En estos días estamos pegando de nuevo el puntapié inicial a otro de esos procesos. El oficialismo levanta voces para buscar la reelección a través de una reforma constitucional que elimine las cláusulas que la impiden cumplidos dos períodos presidenciales, mientras algunos sectores de la oposición optan tajantemente por la negativa y otros permanecen a la expectativa. Por supuesto, las justificaciones abundan. Como es habitual, la voluntad reeleccionista se reviste, además, con los propósitos de transformar la economía y dar a luz nuevos derechos sociales, ambientales y de género (derechos que, como muestran las últimas leyes votadas en el Congreso, bien pueden incorporarse por vía legislativa).
¿Son éstas meras excusas o es que, detrás del debate reeleccionista, laten entre nosotros dos concepciones acerca de la variante presidencial del régimen democrático que no logran ponerse de acuerdo? Una, que concibe la democracia sin límites constitucionales que coarten la expresión de la voluntad popular (si el pueblo quiere al presidente en funciones, que así sea); la otra, temerosa de los peligros de la corrupción y del influjo de la propaganda oficial y del dinero público en los procesos electorales, empeñada en trazar restricciones para que, al menos, no se permita una segunda reelección inmediata, tal como establece la reforma de 1994.
En esa reforma, los convencionales intentaron salvar ese contrapunto mitigando el reeleccionismo y habilitando dos períodos consecutivos que pueden reanudarse luego de una intervalo de un período. Aparentemente la jugada no fue satisfactoria y se quiere más. Hoy está bajo análisis crítico dentro del peronismo el hecho de que la Presidenta tenga que volver a su casa en 2015 y aguardar cuatro años, si puede, para regresar.
Ni esta pequeña valla es suficiente debido al hecho de que, por ahora, no parece contemplarse una sucesión dentro del Partido Justicialista con el auxilio de las elecciones internas obligatorias que sus propios dirigentes promovieron y aplicaron hace un año. Lejos de ello, cuando apenas despunta este período presidencial, una atmósfera de desconfianza está envolviendo a los cuatro sectores que componen el oficialismo. Si en el peronismo político y sindical ya empiezan a correr disidencias con el Poder Ejecutivo (léase, para simplificar, Scioli, Moyano y los dirigentes sindicales que no quieren perder la carrera de la inflación), en el peronismo setentista, hoy encarnado en La Cámpora, y en el de los movimientos sociales se promueve la reforma constitucional.
Este clima no es buen consejero. Si triunfase la hipótesis de la reforma, nos internaríamos en el terreno en disputa que atañe a nuestros fundamentos constitucionales; si, al contrario, esa estrategia no lograse prevalecer, la autoridad presidencial, presa de una derrota en el Congreso o en las urnas por no alcanzar los dos tercios del total de los miembros de ambas cámaras, quedaría dañada justo cuando el ciclo económico entra en una fase declinante.

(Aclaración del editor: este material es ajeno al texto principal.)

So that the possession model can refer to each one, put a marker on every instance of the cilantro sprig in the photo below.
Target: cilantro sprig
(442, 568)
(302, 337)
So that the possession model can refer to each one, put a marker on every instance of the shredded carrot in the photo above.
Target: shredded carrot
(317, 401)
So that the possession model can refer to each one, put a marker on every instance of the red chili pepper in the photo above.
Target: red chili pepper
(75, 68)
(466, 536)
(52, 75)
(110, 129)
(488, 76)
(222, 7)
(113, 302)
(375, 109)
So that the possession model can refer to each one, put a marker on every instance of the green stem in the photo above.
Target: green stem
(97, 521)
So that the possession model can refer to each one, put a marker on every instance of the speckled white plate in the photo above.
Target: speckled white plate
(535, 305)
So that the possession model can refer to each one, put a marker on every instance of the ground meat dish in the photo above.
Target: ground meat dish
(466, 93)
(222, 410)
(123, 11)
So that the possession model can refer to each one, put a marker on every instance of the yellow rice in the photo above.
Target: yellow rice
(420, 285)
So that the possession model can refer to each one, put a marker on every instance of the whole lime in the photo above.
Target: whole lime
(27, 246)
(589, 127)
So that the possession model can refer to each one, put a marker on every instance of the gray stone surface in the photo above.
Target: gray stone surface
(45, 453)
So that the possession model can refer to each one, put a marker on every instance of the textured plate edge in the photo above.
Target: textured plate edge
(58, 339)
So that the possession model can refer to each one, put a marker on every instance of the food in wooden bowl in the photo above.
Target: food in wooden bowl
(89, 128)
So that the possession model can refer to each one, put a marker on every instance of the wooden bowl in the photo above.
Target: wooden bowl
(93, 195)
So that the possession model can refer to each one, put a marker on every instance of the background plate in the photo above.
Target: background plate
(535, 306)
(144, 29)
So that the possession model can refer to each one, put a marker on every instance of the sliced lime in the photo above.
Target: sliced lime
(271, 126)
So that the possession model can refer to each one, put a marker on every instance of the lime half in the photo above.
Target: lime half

Preguntemos de nuevo: ¿qué democracia queremos con respecto a las reglas de la sucesión presidencial? O, con otro punto de vista, ¿es posible seguir dando vueltas alrededor de esta clase de cuestiones no resueltas? El efecto de estos interrogantes sin respuesta es la incertidumbre y la perspectiva poco gratificante de volver a las andadas y marchar a los tropezones en esta materia. Hasta tanto no resolvamos estos problemas, nuestro régimen democrático, de acuerdo con una reflexión de Hobbes que recuerdo frecuentemente, será un régimen a medio hacer.